The biggest leap in diagnosing prostate cancer “in decades” has been made using new scanning equipment, say doctors and campaigners.
Using advanced MRI nearly doubles the number of aggressive tumours that are caught.
And the trial on 576 men, published in the Lancet, showed more than a quarter could be spared invasive biopsies, which can lead to severe side-effects.
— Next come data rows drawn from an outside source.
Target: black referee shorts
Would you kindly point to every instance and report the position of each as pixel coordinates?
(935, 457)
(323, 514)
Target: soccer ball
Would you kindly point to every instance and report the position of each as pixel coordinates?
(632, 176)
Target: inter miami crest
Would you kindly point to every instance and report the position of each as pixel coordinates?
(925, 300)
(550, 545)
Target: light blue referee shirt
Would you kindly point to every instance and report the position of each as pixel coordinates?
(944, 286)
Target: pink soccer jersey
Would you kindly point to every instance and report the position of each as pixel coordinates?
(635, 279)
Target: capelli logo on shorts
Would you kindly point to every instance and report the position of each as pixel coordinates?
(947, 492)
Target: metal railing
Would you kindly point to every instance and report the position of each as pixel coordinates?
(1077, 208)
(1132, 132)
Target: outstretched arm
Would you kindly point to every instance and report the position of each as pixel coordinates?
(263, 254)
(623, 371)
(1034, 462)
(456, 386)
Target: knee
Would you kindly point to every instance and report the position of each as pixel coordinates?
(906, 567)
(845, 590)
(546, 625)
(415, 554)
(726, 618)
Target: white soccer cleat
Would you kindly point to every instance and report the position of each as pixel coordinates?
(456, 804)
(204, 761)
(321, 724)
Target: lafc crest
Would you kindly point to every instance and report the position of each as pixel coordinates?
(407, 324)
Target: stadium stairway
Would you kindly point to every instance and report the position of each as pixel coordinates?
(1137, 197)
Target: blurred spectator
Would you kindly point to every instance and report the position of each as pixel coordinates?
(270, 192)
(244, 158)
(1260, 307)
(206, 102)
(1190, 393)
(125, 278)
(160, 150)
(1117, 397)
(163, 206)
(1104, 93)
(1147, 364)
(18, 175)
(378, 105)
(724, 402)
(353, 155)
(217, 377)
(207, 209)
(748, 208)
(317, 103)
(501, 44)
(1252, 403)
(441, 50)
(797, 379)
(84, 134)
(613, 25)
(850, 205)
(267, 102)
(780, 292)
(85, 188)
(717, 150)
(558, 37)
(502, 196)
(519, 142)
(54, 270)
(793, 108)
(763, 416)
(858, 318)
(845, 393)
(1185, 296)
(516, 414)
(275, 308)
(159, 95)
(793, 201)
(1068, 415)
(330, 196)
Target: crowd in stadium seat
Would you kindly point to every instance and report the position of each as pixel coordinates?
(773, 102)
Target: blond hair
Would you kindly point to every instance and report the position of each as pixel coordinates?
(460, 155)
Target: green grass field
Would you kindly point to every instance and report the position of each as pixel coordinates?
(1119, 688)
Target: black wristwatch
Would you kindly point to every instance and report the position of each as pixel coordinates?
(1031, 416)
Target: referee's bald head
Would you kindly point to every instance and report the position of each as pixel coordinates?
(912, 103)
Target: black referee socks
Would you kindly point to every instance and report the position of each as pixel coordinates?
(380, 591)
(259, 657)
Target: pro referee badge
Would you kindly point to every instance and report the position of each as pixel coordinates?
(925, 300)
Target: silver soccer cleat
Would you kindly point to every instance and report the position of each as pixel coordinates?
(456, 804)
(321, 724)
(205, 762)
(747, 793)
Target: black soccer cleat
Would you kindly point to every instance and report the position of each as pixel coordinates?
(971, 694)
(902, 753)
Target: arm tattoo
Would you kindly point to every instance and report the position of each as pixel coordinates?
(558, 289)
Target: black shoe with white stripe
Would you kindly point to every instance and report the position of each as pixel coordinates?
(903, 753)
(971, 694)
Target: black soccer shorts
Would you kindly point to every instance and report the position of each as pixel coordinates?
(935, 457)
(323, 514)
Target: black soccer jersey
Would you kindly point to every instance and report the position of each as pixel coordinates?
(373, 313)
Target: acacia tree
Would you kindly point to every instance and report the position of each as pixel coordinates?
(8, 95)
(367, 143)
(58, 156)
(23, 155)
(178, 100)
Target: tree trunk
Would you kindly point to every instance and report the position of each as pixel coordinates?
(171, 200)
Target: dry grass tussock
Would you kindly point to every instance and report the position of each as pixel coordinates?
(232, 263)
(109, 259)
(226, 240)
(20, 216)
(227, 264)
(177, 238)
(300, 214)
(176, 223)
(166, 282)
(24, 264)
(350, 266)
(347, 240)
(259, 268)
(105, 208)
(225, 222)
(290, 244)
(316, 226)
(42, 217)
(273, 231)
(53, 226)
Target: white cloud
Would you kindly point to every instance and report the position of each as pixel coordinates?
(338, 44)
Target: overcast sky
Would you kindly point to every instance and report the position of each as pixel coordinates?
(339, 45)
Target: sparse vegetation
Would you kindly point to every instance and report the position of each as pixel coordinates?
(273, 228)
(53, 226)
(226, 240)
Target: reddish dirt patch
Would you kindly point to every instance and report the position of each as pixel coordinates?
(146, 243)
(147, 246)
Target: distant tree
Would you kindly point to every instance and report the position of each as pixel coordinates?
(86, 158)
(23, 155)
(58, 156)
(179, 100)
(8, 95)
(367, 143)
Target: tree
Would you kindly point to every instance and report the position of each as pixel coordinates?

The NHS is already reviewing whether the scans can be introduced widely.
Prostate cancer is the most common cancer in British men, and yet testing for it is far from perfect.
If men have high prostate-specific antigen (PSA) levels in the blood, they go for a biopsy.
Twelve needles then take random samples from the whole of the prostate.
It can miss a cancer that is there, fail to spot whether it is aggressive, and cause side-effects including bleeding, serious infections and erectile dysfunction.
“Taking a random biopsy from the breast would not be accepted, but we accept that in prostate,” said Dr Hashim Ahmed, a consultant and one of the researchers.
Around 100,000 to 120,000 men go through this every year in the UK.
The trial, at 11 hospitals in the UK, used multi-parametric MRI on men with high PSA levels.
It showed 27% of the men did not need a biopsy at all.